Replica Analytics Ltd., the company, announced the release of Replica Synthesis 3.0, its privacy and utility-preserving synthetic data generation software that has been updated with an enhanced user experience. This makes it easier for analysts to train generative models and evaluate their utility and privacy. The company unveiled the latest version of its trusted software during a Privacy Enhancing Technologies (PETs) demonstration at the Privacy Symposium, which attracts data protection experts from around the globe to discuss developments in data protection regulations, compliance, and innovative technologies.
“There is a serious data challenge impacting important research and innovation in healthcare, in part due to increasingly strict privacy requirements,” says Dr Khaled El Emam, Replica Analytics’ Senior Vice-President and General Manager.

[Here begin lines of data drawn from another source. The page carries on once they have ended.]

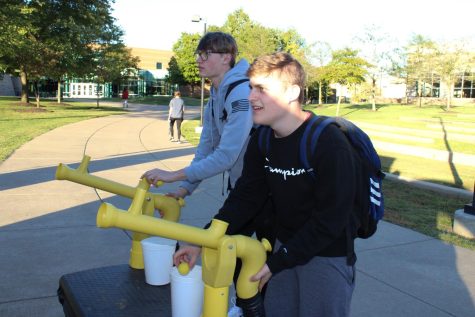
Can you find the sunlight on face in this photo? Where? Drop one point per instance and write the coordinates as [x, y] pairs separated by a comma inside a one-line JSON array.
[[268, 97]]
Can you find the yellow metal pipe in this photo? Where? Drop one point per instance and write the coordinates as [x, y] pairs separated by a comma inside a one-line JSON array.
[[253, 256], [215, 301], [251, 251], [168, 205], [110, 216]]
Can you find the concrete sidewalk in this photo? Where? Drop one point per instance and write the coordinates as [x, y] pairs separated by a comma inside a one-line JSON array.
[[48, 227]]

Dr El Emam, who co-founded the company and is also the Canada Research Chair in Medical Artificial Intelligence (AI) at the University of Ottawa, has been developing and deploying PETs for two decades, primarily focusing on healthcare. “Synthetic data is rapidly emerging as a practical PET for addressing data access and sharing problems responsibly, enabling greater data utilisation while meeting the requirements of contemporary regulations such as the General Data Protection Regulation (GDPR) and the US Health Insurance Portability and Accountability Act (HIPAA).”
Synthetic data is generated from real data. A machine learning model captures the patterns in an original dataset and then generates new data from that model, which closely captures the properties and patterns in the original dataset. Because synthetic data is generated from a model, it has low disclosure risks. A growing body of research offers evidence that synthetic data can reduce privacy risks and maintain data utility.

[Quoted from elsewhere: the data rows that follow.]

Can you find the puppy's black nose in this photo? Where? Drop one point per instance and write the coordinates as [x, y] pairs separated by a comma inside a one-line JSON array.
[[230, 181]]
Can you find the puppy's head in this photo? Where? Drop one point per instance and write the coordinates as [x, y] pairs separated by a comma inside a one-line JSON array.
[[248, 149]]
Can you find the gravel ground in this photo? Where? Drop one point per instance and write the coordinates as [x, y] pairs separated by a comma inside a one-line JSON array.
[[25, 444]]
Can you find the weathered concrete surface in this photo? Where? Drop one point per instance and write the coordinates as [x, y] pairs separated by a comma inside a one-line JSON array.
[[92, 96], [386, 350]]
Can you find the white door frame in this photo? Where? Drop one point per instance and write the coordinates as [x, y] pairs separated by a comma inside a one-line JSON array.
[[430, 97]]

In addition to showcasing Replica Synthesis 3.0 during the Privacy Symposium’s PETs demonstration today, the company’s Senior Director of Data Science, Lucy Mosquera, was invited to speak on an International Cooperation and Medical Data Sharing panel a couple of days earlier. There, presenters discussed regulatory issues and challenges related to international transfers of data for clinical research and Mosquera shared insights about technical enablers, including synthetic data generation and re-identification risk assessments.